岡康道さんと吉田望さんの「ブランドII」を読み終えた。
いろんなとこで全体の感想を述べられているからそれはそれに委ねるとして、僕が驚いたのは岡さんも吉田さんもネットに対する注目度が非常に高いということ。岡さんも吉田さんも、ネットが出てきたことで広告コミュニケーションがより幅が広くなるであろうと理解されている。
吉田さんは電通総研とかでメディアをやってたわけだから、当然のようだが、まさか今度つくった新会社が"アカウント・プラニングとネット・クリエイティブをやる会社"だとは。
しかしそれ以上に驚いたのは岡さんのネットに対する興味。
岡さんいわく、TVCMや新聞広告は、ネットも含めた一連の広告コミュニケーションにおける「1ページ目」なのだという。!!!!!!!!。
僕は以前から、「インターネットが出てきたことでTVCMとかの価値が下がる」とか「マス広告は価値がわからん」という人たちが大っ嫌いである。実は。
(そういう人達はこれを読め!これ読んでから出直してきてくれ!!!)
どちらかというと、ネットが出てきたことで、TVCMや新聞広告の役割がハッキリするのではないかと。
マーケティングにおいては、Purchase Process とか、 Purchase Funnel というコトバがある。
日本語に直せばは「購買行動プロセス」といったところ。
この Purchase Process は、商品認知/理解/検討/購入など、商品を知ってから購入するまで(場合によっては購入してロイヤルカスタマー化するまで)の行動を図示化したものなのだが、これを、「情報行動」と結びつけることが非常に重要なのだ。
例えば「商品を知る」という段階ではマス広告はいまだに効く、しかし一方で商品検討や購入に(最近)貢献しているのがインターネットである。。。ということを、業種別/商品カテゴリー別に明らかにする。

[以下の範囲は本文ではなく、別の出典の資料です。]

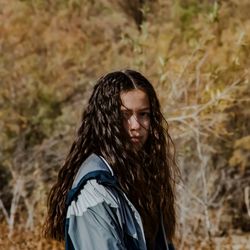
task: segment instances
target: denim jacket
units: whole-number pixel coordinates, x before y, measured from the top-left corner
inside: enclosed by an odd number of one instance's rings
[[[147,249],[140,215],[104,158],[91,154],[83,162],[66,205],[66,250]],[[173,249],[162,243],[159,249]]]

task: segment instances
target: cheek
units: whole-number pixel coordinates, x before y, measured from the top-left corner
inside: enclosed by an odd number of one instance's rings
[[[129,123],[128,123],[128,120],[123,119],[122,124],[123,124],[123,127],[124,127],[125,131],[128,132],[128,131],[129,131]]]

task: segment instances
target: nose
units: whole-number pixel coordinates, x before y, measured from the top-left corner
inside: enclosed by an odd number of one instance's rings
[[[141,124],[138,121],[138,118],[136,115],[132,115],[129,119],[129,127],[131,130],[138,130],[140,128]]]

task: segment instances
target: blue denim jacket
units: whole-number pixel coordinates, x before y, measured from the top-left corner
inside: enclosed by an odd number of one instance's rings
[[[146,250],[141,218],[105,159],[91,154],[67,196],[66,250]],[[174,249],[158,234],[157,249]]]

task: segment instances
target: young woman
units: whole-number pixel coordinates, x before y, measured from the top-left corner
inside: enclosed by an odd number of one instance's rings
[[[66,249],[173,249],[178,172],[154,88],[101,77],[48,199],[45,235]]]

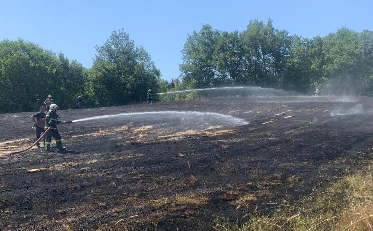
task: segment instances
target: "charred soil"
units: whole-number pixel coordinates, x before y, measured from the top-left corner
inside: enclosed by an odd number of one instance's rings
[[[61,110],[66,120],[172,110],[249,123],[73,123],[59,127],[64,154],[6,154],[34,141],[32,114],[0,114],[0,230],[211,230],[215,216],[296,201],[353,171],[372,156],[372,106],[368,98],[232,97]],[[350,115],[331,116],[336,110]]]

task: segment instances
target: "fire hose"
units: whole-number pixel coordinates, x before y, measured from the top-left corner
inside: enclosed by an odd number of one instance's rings
[[[57,124],[56,124],[55,125],[65,124],[66,124],[66,123],[70,123],[71,122],[72,122],[71,121],[64,121],[63,122],[61,122],[60,123],[57,123]],[[34,146],[36,145],[37,143],[39,143],[39,142],[40,142],[40,141],[41,140],[41,139],[42,139],[43,137],[44,137],[44,136],[47,134],[47,132],[48,132],[48,131],[49,131],[49,130],[50,130],[51,129],[52,129],[52,127],[50,127],[47,129],[46,129],[45,130],[45,131],[44,131],[43,133],[43,134],[40,136],[40,138],[39,138],[37,140],[36,140],[36,142],[35,142],[35,143],[34,143],[33,144],[32,144],[30,146],[29,146],[29,147],[27,147],[26,148],[25,148],[23,150],[21,150],[20,151],[14,151],[14,152],[7,152],[7,154],[17,154],[17,153],[20,153],[21,152],[25,152],[26,151],[27,151],[28,150],[31,149],[32,148],[32,147],[33,147]]]

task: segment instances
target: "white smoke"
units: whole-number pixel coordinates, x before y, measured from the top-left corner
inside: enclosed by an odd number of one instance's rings
[[[330,116],[338,116],[346,115],[358,114],[367,112],[363,107],[362,104],[358,104],[349,109],[338,108],[330,112]]]
[[[108,115],[73,120],[74,123],[98,119],[123,119],[146,121],[148,122],[163,122],[179,121],[184,123],[219,124],[224,126],[237,126],[248,124],[243,119],[228,115],[209,112],[162,111],[142,112]]]

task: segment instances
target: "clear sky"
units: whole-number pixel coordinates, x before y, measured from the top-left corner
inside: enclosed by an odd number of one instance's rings
[[[0,0],[0,40],[21,38],[90,67],[94,46],[123,28],[170,80],[179,74],[188,34],[202,24],[242,31],[250,20],[269,18],[276,28],[303,37],[342,26],[373,30],[373,0]]]

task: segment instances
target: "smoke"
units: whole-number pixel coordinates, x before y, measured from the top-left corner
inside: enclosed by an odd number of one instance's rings
[[[172,95],[182,93],[194,93],[199,96],[224,97],[224,96],[293,96],[297,94],[295,92],[288,92],[281,89],[261,88],[253,86],[222,87],[210,88],[184,90],[174,92],[161,92],[154,95]]]
[[[322,86],[322,95],[357,96],[361,95],[364,86],[357,77],[340,75],[328,80]]]
[[[169,127],[200,128],[209,126],[238,126],[248,124],[243,119],[217,113],[198,111],[164,111],[133,112],[90,117],[73,121],[73,123],[100,120],[105,123],[120,120],[126,123],[144,122]]]
[[[338,116],[346,115],[359,114],[369,112],[363,107],[362,104],[358,104],[352,108],[343,109],[341,107],[333,110],[330,112],[330,116]]]

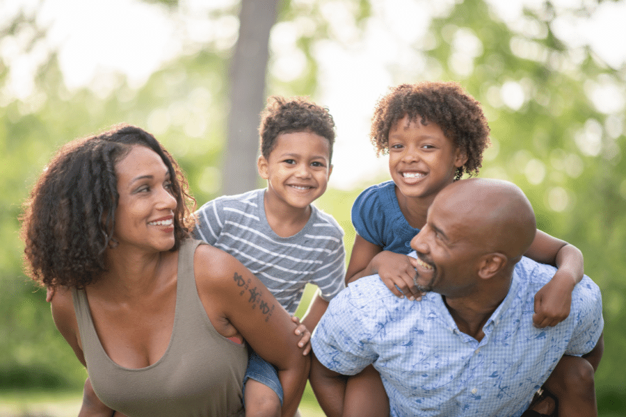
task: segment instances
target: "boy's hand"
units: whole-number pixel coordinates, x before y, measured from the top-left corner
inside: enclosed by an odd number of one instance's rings
[[[538,328],[556,326],[570,315],[573,278],[556,271],[554,277],[535,295],[533,325]]]
[[[415,279],[417,259],[389,251],[381,252],[374,257],[378,275],[392,293],[411,301],[422,300],[423,294],[417,290]]]
[[[296,327],[296,334],[302,336],[300,341],[298,342],[298,347],[303,348],[302,354],[306,356],[311,352],[311,332],[306,326],[300,322],[300,319],[295,316],[291,317],[291,321],[298,325]]]

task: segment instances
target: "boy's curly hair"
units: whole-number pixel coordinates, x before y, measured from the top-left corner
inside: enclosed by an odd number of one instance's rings
[[[188,237],[195,200],[178,164],[152,135],[133,126],[115,126],[62,147],[24,202],[21,235],[26,272],[33,279],[81,288],[106,270],[105,250],[117,245],[115,164],[134,145],[154,151],[170,172],[177,203],[171,250]]]
[[[266,159],[274,149],[278,135],[310,131],[328,140],[328,161],[332,160],[335,122],[328,108],[306,97],[272,96],[267,99],[267,106],[261,115],[259,136],[261,154]]]
[[[377,156],[389,152],[389,131],[405,115],[412,121],[419,118],[423,124],[436,123],[465,152],[467,161],[457,170],[457,179],[463,172],[478,174],[483,152],[490,144],[489,126],[481,104],[459,84],[423,81],[391,88],[376,104],[371,120],[369,136]]]

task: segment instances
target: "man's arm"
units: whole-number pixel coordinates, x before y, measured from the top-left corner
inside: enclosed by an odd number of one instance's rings
[[[328,417],[340,417],[344,409],[348,377],[322,365],[312,352],[311,359],[309,381],[317,402]]]

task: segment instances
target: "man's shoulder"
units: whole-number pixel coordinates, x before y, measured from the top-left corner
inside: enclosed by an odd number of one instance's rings
[[[386,309],[390,302],[401,300],[387,288],[378,275],[363,277],[351,282],[332,301],[337,299],[339,300],[335,302],[349,302],[364,312]]]
[[[536,292],[552,279],[556,268],[524,256],[515,265],[515,271],[520,281],[527,283],[529,288],[533,288],[534,292]],[[600,297],[600,287],[587,275],[583,276],[581,281],[574,287],[572,293],[572,302],[578,300],[585,303],[595,303]]]

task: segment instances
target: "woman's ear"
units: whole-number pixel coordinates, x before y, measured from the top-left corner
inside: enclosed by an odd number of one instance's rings
[[[479,261],[478,275],[482,279],[489,279],[504,269],[507,257],[499,252],[483,255]]]
[[[259,175],[263,179],[267,179],[269,177],[267,174],[267,159],[263,155],[260,155],[259,159],[257,160],[257,167],[259,170]]]

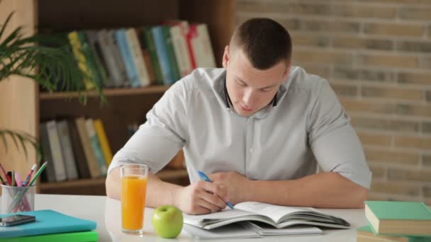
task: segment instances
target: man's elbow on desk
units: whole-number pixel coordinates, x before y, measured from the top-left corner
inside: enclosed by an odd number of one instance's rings
[[[335,173],[332,173],[342,179],[345,179],[348,184],[348,185],[345,187],[345,207],[349,208],[364,208],[364,202],[366,201],[368,197],[369,190],[340,174]]]

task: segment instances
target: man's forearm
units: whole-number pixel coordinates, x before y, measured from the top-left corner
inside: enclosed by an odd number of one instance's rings
[[[179,188],[183,187],[164,182],[155,175],[148,174],[147,184],[147,202],[145,205],[157,207],[160,205],[177,205],[174,196]]]
[[[296,180],[250,181],[248,201],[325,208],[364,207],[368,190],[332,172]]]

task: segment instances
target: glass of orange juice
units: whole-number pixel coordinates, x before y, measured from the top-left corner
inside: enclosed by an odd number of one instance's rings
[[[125,164],[121,174],[121,229],[123,231],[141,234],[144,229],[144,211],[148,167],[142,164]]]

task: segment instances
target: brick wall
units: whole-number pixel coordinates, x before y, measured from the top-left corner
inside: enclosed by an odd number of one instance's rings
[[[431,204],[431,1],[238,0],[236,23],[290,32],[293,64],[330,80],[373,172],[370,200]]]

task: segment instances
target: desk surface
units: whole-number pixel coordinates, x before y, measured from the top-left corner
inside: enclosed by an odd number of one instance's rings
[[[192,241],[194,239],[186,231],[181,232],[176,240],[168,240],[157,236],[151,224],[153,209],[146,208],[144,221],[144,235],[131,236],[121,232],[120,202],[103,196],[77,196],[37,194],[35,197],[35,209],[53,209],[64,214],[86,219],[97,222],[99,241]],[[325,213],[340,217],[348,221],[351,229],[324,229],[321,236],[301,236],[252,238],[254,241],[356,241],[354,228],[366,224],[364,209],[320,209]],[[250,238],[247,239],[250,241]],[[217,241],[212,239],[211,241]],[[220,239],[218,241],[222,241]],[[226,242],[228,240],[223,239]],[[230,239],[241,242],[245,239]]]

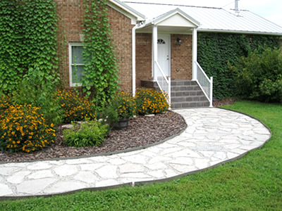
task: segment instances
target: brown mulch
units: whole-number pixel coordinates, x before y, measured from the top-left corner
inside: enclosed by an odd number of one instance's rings
[[[212,102],[212,106],[214,107],[220,107],[227,105],[231,105],[233,104],[234,103],[235,103],[235,99],[227,98],[227,99],[220,100],[219,101],[214,101]]]
[[[63,144],[63,129],[60,126],[57,128],[56,141],[51,146],[33,153],[0,151],[0,162],[85,156],[114,152],[160,141],[180,132],[185,127],[186,123],[183,118],[173,112],[153,117],[137,116],[130,120],[127,128],[111,130],[109,136],[101,146],[75,148]]]

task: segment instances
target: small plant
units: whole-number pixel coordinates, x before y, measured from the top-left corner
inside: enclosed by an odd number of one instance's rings
[[[107,106],[101,109],[97,118],[106,121],[111,127],[121,120],[129,120],[136,114],[135,99],[127,92],[121,91],[110,101]]]
[[[166,93],[152,89],[137,89],[135,101],[140,115],[157,114],[166,112],[169,105]]]
[[[31,105],[0,102],[0,150],[26,153],[54,142],[54,124],[47,124],[40,108]]]
[[[125,120],[133,117],[136,113],[136,104],[134,98],[127,92],[118,92],[110,103],[118,115],[118,120]]]
[[[93,120],[96,116],[94,105],[88,99],[80,97],[75,92],[59,90],[56,94],[63,110],[63,122],[81,121],[85,119]]]
[[[73,125],[72,129],[63,132],[63,143],[69,146],[98,146],[104,141],[109,134],[109,125],[94,120],[86,121],[81,124],[73,123]]]

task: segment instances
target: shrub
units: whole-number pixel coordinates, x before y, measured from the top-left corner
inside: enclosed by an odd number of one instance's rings
[[[166,93],[152,89],[137,89],[135,101],[140,115],[157,114],[166,112],[169,105]]]
[[[113,108],[118,113],[119,120],[132,118],[135,114],[135,101],[127,92],[118,92],[111,100],[109,107]]]
[[[16,104],[30,104],[39,107],[46,122],[55,125],[63,122],[63,110],[57,98],[55,98],[56,87],[37,68],[30,68],[27,75],[13,92],[11,100]]]
[[[236,74],[238,95],[260,101],[282,102],[282,50],[266,48],[242,57],[231,66]]]
[[[63,122],[70,123],[72,121],[81,121],[85,118],[92,120],[95,117],[94,103],[88,99],[67,90],[59,90],[56,96],[63,110]]]
[[[30,153],[54,142],[54,124],[46,123],[39,108],[2,98],[0,112],[0,150]]]
[[[81,124],[73,124],[70,129],[65,129],[63,143],[69,146],[85,147],[98,146],[109,134],[109,125],[96,121],[87,121]]]
[[[109,105],[102,109],[98,118],[105,120],[111,127],[119,120],[133,117],[136,114],[136,104],[134,98],[128,93],[121,91],[110,101]]]

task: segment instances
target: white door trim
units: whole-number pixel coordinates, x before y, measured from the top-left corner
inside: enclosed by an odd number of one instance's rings
[[[165,37],[168,38],[168,77],[171,77],[171,34],[158,34],[159,39],[159,37]]]

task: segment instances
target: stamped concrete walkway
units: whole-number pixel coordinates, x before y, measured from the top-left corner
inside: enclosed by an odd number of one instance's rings
[[[176,110],[188,128],[135,151],[79,159],[0,165],[0,196],[41,196],[174,178],[240,158],[271,133],[259,121],[219,108]]]

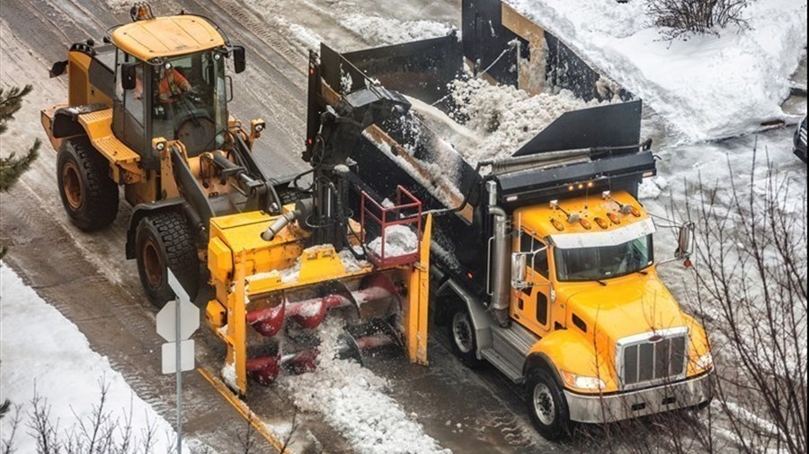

これによって、一連の広告コミュニケーションにおいて、「どのメディアを使って/どういう風にコンシューマに関わるべきか」が非常にハッキリするのである。
なので、ネットが出てきたことは、マス広告を駆逐するのではなく、マス広告の役割をより明確にし、かつメディア間でのシナジーを図ることで企業とコンシューマのコミュニケーションを強固にするのである。
で、岡さんの言う「1ページ目」。
わかりやすい。
と考えたときに、僕らインタラクティブ領域のマーケティング/クリエイティブ従事者は、こうしたコンシューマの購買プロセスをちゃんと把握し、その中における役割を位置づけることはちゃんとできているだろうか? むしろ、ネットの世界は(これは広告業界のせいだということもあるが)独自すぎるきらいがある点には注意しなければならないのかもしれない(だからこそ上記したようなマス批判するような輩が出てくるのだろう)。
僕らは、「1ページ目」である”告知系”メディア(TVCM・新聞広告からバナー広告やターゲティングメールも”告知系”)やそれ以外の方法も含めて築かれて来たブランドから、受け取ったバトンをちゃんとゴールまでつなぐ「2ページ目以降」としてコミュニケーション・プラニングをしていなければならないのだ。もちろんネットのプラニング全てでこの姿勢を貫くべきだ、ということではない。むしろ、今いちばん”薄い”のがこうした姿勢なのではないか、と思うのである。